羹
微子の憂鬱 第5話
周の長子・伯邑考が朝歌に到着し、商への朝貢を願い出た。
馬車に積まれた見事な財宝の数々に、帝辛は機嫌よく滞在を認め、父・姫昌との面会を許した。
「西伯の長子よ。我が商は今、東方遠征という国家の大事を控えている。周の急速な勢力伸長を座視するわけにはいかぬゆえ、今すぐの放免は叶わぬが……其方の忠義、しかと受け取った」
玉座からの帝辛の言葉は理路整然としており、一国の王としての威厳に満ちていた。伯邑考もまた、その政治的判断に深い理解を示し、深く頭を下げて退室した。
誰もが、このまま穏便に話が進むと信じていた。
――だが、宮殿の闇に潜む微子と妲己の二人が、ついにその牙を剥いた。
「ふふ……これで『聖人』の化けの皮が剥がれるわ」
秘密裏に拉致された伯邑考は、二人の手によってあまりにも凄惨な方法で殺害された。その肉は無残に切り刻まれ、どろりとした温かい「羹(あつもの:肉スープ)」へと姿を変えられたのだ。
コンコン、と羑里の檻にその器が届けられる。
漂う肉の匂い。その瞬間、姫昌はすべてを理解した。目の前にあるのは、愛する我が子の肉だということを。
(……ああ、邑考よ)
張り裂けんばかりの絶望が胸を襲う。しかし、姫昌は一瞬たりとも表情を変えなかった。狂うことも、涙を流すこともせず、ただ静かに、知らぬ振りをしてその羹を口へと運んだ。一滴も残さず、我が子を己の体へと還すように。

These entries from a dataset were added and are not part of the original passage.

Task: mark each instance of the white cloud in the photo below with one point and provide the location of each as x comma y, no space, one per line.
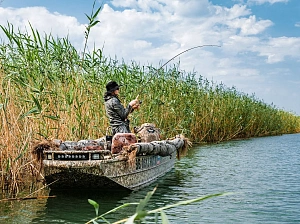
277,49
43,21
153,31
260,2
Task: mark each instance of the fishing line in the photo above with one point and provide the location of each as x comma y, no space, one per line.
199,46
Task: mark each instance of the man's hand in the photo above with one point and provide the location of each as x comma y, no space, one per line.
133,103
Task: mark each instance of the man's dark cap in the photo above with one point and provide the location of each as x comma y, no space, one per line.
112,86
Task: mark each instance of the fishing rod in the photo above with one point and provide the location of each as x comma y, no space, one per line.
199,46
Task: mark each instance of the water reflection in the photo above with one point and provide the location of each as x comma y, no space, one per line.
264,173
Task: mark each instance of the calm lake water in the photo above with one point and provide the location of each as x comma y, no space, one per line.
263,173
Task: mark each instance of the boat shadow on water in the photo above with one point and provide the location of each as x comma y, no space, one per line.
72,206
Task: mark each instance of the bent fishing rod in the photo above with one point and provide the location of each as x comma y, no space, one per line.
199,46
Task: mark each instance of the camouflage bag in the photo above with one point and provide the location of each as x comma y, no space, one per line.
147,132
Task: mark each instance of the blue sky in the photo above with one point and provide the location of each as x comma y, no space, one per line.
259,39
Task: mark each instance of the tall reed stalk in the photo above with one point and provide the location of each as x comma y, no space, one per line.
44,94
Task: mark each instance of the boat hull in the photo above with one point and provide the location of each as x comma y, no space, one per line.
109,173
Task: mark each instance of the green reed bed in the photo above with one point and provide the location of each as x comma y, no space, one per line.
49,91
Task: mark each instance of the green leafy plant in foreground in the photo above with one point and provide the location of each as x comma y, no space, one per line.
141,213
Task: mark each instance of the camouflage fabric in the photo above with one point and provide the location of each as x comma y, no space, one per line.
117,114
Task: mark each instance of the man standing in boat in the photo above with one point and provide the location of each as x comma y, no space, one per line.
116,112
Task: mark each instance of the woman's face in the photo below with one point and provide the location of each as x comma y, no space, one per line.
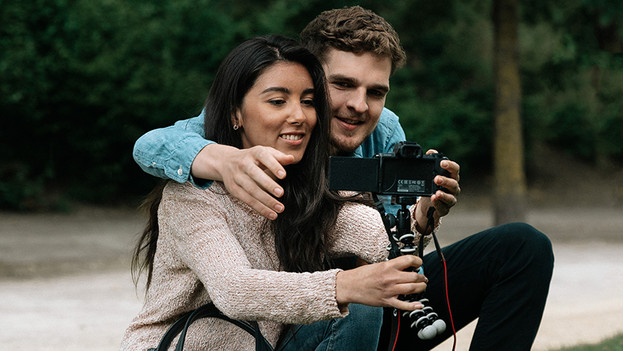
278,111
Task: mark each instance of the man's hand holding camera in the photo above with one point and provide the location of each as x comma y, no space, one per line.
442,201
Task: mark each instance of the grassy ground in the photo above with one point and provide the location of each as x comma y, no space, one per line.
612,344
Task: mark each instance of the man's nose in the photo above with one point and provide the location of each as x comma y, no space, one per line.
357,101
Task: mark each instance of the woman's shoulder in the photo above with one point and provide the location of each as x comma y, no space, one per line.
216,196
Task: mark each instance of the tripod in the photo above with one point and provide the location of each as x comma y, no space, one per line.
398,227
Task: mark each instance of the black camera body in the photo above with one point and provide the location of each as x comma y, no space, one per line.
404,172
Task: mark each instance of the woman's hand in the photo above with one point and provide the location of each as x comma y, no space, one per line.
380,284
442,201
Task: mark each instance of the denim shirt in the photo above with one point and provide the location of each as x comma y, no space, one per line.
169,152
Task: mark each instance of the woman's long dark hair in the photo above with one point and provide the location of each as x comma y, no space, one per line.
310,208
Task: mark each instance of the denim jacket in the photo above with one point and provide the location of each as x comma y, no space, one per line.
169,152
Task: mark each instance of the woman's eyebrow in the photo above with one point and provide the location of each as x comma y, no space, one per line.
278,89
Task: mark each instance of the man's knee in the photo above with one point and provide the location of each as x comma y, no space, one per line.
535,245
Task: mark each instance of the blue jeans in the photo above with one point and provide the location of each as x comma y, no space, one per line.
357,331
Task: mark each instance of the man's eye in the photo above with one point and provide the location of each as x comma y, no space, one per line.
376,93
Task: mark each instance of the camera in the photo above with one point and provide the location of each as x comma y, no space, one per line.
404,172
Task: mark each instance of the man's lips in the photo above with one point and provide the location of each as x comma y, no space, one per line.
348,123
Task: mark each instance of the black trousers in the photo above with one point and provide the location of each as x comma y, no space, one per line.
500,275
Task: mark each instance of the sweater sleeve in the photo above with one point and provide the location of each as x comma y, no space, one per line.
359,231
204,241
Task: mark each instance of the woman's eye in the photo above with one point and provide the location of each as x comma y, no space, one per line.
277,102
342,84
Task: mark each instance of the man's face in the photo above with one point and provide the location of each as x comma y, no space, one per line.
358,85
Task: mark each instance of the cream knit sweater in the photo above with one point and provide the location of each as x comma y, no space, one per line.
212,247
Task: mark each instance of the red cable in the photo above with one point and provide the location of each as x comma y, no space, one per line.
396,339
448,301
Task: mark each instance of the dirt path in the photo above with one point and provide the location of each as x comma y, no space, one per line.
65,283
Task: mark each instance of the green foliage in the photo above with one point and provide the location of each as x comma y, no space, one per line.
81,80
610,344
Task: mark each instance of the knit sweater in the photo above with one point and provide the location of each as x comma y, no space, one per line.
213,247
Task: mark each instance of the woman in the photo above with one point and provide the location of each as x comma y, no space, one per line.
206,246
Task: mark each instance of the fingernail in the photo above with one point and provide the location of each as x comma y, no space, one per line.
278,192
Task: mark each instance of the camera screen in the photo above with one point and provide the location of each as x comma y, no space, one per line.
407,177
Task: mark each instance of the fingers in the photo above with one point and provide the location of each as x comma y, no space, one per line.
251,177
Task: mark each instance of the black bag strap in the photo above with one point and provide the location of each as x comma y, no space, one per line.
208,310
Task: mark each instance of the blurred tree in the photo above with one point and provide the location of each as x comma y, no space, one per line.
81,80
510,190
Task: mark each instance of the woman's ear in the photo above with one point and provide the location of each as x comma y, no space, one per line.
237,119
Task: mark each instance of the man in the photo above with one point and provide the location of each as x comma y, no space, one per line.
500,275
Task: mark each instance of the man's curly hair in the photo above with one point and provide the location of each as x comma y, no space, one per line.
353,29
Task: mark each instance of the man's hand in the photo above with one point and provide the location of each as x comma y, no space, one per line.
442,201
248,174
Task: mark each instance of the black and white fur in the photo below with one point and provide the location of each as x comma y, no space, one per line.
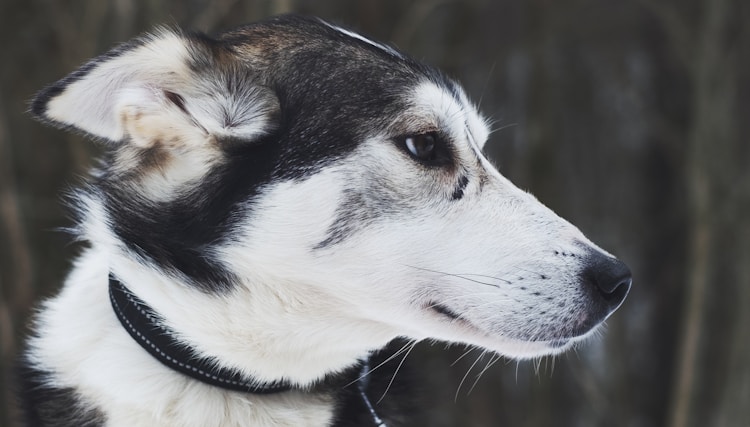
290,197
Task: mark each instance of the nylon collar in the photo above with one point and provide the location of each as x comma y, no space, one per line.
147,329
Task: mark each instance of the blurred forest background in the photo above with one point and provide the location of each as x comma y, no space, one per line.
630,118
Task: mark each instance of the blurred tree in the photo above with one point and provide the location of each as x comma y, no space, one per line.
627,117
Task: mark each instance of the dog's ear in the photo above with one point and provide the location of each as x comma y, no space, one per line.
165,87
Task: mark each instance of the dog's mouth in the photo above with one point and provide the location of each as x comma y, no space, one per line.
553,345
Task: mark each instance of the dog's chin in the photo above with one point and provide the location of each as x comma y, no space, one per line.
512,347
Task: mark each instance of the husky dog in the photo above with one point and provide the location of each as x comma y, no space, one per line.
278,202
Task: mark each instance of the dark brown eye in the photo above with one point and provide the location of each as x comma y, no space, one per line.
421,146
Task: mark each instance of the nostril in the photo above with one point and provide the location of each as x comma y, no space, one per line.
611,277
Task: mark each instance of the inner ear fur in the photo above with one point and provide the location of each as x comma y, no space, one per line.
164,86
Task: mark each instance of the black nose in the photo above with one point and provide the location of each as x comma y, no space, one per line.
611,278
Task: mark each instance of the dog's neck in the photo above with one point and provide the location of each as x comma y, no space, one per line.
146,327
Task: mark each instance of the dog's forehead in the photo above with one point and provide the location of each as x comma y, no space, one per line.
294,49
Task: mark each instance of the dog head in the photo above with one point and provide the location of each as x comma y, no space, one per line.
302,184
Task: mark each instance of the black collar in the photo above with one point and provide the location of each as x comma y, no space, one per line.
147,329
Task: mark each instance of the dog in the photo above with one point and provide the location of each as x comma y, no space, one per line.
276,203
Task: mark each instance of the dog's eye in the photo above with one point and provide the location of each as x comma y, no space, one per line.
421,146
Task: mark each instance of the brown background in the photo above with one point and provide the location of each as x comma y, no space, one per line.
628,117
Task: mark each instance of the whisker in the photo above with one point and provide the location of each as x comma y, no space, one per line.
458,390
493,360
462,356
462,276
391,357
398,368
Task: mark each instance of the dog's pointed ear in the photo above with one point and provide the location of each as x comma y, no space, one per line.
167,86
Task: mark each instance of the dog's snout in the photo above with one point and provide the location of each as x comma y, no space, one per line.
611,278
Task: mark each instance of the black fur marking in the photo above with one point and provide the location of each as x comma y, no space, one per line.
458,193
179,234
46,405
445,311
397,407
333,91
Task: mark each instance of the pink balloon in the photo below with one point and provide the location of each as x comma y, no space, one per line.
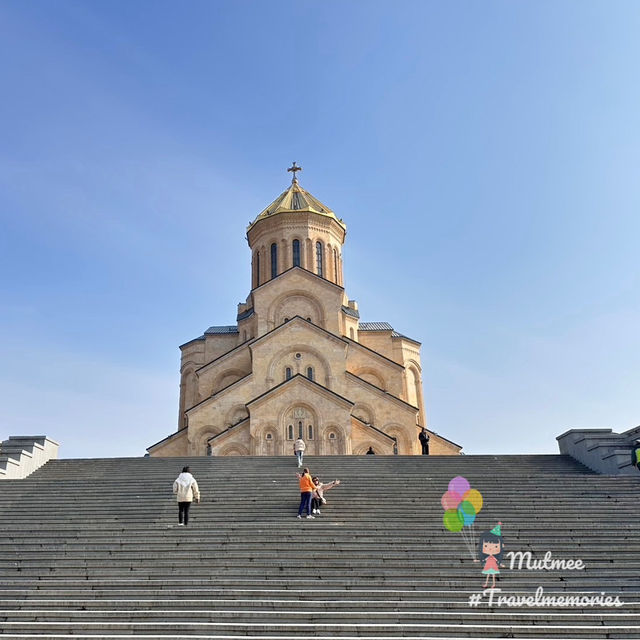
450,500
459,485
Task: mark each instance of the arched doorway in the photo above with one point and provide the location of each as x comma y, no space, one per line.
300,422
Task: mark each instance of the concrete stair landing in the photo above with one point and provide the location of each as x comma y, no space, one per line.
91,548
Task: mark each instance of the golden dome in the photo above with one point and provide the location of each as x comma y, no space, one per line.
296,199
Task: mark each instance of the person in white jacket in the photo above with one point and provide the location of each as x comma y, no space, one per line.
186,489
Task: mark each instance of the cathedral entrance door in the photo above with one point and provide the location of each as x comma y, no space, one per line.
300,423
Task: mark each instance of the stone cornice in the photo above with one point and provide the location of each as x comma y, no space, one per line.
375,353
297,319
219,358
302,270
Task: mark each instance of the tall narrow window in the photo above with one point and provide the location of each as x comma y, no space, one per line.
274,260
296,253
319,265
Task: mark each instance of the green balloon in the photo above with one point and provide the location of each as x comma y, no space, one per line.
452,520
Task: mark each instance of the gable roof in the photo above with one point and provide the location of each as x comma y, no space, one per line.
300,378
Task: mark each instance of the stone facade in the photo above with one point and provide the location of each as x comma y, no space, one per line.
299,361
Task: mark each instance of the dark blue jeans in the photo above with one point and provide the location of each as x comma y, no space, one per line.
305,502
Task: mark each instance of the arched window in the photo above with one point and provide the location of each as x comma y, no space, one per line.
296,253
319,265
274,260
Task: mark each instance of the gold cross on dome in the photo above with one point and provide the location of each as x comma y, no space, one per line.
293,169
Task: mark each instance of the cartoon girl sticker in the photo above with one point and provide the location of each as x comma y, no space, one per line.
490,549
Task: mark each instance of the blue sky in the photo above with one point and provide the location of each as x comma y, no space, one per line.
484,155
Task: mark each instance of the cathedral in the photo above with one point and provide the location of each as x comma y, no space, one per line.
299,362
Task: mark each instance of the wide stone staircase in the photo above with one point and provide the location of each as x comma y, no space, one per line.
91,548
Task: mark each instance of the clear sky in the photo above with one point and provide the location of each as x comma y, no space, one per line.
484,155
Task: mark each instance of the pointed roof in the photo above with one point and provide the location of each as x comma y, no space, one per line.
296,199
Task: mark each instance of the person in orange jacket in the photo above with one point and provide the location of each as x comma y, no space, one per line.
307,487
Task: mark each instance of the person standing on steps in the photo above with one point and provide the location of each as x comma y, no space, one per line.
318,498
298,448
424,441
307,487
186,490
635,455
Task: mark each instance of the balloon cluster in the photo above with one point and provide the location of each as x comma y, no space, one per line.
461,504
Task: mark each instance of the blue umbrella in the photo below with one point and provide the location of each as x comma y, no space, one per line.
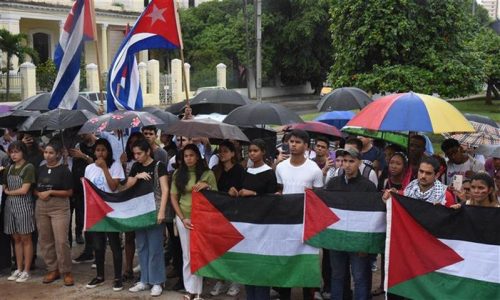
337,118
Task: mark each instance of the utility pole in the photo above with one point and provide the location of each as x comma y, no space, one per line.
258,56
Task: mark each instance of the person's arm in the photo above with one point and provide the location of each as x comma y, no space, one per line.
23,190
164,198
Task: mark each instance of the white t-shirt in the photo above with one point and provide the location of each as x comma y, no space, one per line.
470,165
96,175
296,179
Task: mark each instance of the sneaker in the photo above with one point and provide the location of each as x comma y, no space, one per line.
234,289
138,287
84,258
117,285
156,290
79,239
14,275
23,277
95,282
217,289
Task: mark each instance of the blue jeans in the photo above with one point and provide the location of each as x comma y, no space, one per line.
258,292
149,243
361,273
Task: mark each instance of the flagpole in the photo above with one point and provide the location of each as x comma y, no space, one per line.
98,56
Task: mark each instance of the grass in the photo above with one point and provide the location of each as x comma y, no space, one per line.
471,106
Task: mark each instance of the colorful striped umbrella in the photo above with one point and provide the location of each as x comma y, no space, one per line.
411,112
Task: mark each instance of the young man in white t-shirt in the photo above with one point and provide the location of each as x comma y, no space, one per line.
294,175
459,162
297,173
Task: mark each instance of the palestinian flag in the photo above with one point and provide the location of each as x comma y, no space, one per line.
434,252
129,210
252,240
345,221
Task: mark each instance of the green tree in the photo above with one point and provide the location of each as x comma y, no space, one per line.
15,45
487,44
396,45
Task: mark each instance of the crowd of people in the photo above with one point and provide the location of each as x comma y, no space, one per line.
43,193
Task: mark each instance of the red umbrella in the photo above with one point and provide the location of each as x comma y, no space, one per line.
317,128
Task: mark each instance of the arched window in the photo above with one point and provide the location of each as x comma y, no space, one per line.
41,43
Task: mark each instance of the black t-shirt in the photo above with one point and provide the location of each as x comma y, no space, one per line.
261,182
231,178
57,178
150,169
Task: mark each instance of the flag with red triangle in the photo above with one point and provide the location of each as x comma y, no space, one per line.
434,252
125,211
345,221
252,240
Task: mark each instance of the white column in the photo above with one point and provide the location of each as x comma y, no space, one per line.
10,23
154,82
92,78
143,77
104,47
187,70
177,95
28,78
221,75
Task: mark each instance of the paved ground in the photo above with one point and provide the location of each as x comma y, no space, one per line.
35,289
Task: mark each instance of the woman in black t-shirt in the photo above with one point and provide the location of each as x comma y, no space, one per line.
150,241
52,214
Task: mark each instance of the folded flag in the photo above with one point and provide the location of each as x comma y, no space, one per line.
434,252
78,28
252,240
129,210
157,27
345,221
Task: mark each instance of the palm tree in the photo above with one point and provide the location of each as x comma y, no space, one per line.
14,44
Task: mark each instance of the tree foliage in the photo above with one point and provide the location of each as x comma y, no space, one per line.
295,39
402,45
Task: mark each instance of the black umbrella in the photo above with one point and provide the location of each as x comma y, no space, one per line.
120,119
177,108
57,119
346,98
206,128
262,114
167,117
481,119
14,118
40,102
218,101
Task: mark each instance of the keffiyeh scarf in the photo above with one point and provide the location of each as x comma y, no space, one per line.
436,194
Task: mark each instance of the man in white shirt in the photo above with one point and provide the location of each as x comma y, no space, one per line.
459,162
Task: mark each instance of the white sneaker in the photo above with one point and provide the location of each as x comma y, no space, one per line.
14,275
234,289
156,290
23,277
138,287
217,289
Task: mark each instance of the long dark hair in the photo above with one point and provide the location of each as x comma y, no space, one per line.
182,173
139,136
105,143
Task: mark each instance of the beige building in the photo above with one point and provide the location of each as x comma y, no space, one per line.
43,22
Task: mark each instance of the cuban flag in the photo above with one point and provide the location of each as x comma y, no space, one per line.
157,27
78,28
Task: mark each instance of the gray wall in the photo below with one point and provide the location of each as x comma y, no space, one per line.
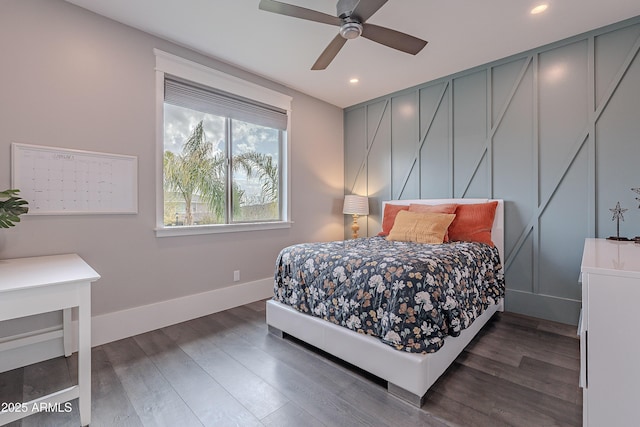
555,132
72,79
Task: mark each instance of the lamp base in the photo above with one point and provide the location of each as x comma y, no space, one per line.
355,227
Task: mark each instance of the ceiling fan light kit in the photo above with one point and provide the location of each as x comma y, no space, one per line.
351,19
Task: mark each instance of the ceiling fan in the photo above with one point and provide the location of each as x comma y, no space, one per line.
351,18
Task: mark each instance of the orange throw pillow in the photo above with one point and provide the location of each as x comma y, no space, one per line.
473,223
389,217
444,208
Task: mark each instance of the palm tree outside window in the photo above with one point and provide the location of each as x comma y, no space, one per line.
221,164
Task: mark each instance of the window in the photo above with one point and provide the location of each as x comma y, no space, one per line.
223,151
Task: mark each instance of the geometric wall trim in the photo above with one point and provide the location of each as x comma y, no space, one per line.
554,131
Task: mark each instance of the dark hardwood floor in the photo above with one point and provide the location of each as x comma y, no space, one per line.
226,370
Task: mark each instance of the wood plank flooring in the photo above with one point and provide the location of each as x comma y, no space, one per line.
227,370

その様子を隠れて見ていた微子と妲己は、手を取り合って下卑た笑い声をあげた。微子は満足げに檻の前に姿を現し、歪んだ笑みを浮かべて言い放った。
「くっくっく……どうだ姫昌、その羹は美味しかったか? ――それはな、お前の最愛の息子、伯邑考の肉だ!」
「な、何だと……!? 邑考、邑考ォォォ!!」
真実を告げられた姫昌は、突如として激しく取り乱し、床に這いつくばって泣き叫んだ。髪を振り乱し、見っともなく涙を流して絶叫するその姿は、かつての聖人の面影など微塵もない、ただの哀れな老いぼれだった。
「ははは! 何が聖人だ! 我が子の肉とも知らずに貪り食うとはな! 実に見事な見せ物だったぞ!」
微子は完全に勝ち誇り、胸のすくような満足感に満たされてその場を立ち去った。
しかし――それこそが姫昌の狙いだった。
あえて相手の思惑通りに動き、見くびられること。商の警戒を解き、周の未来を生き残らせるための、血を吐くような「狂態の演技」であった。
市井でその顛末を耳にした姜子牙は、怒りのあまり顔を激しく歪ませた。肉を刻む包丁を粉々に砕かんばかりに握りしめ、低く呪わしげに呟く。
「微子……お前という男は。お前が今、この手で、六百年続いた商王朝崩壊の鐘を鳴らしたのだ……!」
一方。事後報告を受けた王・帝辛は、玉座で一人、くつくつと低く笑っていた。
「――ああ。兄上(微子)と妲己は、何と愚かで、醜く……そして、愛おしいのか」
帝辛はすべてを察していた。二人がやらかした凄惨な悪行も、それがもたらす破滅的な未来も。だが、その顔にあるのは怒りではなく、底知れない愉悦だった。
「ふはは、見えるぞ。報告を受けた二人の叔父上の反応がな。箕子は苦虫を噛み潰したような顔で『王族の品格が云々』と苦言を呈し、比干は顔を真っ赤にして激怒するだろう。……ならば、この私が、世界で唯一人、兄上たちを称賛してやろうではないか。盛大な褒美も遣わそう、最高の『喜劇』の対価としてな!」
狂った兄と側室を、さらに狂った王が笑って称える。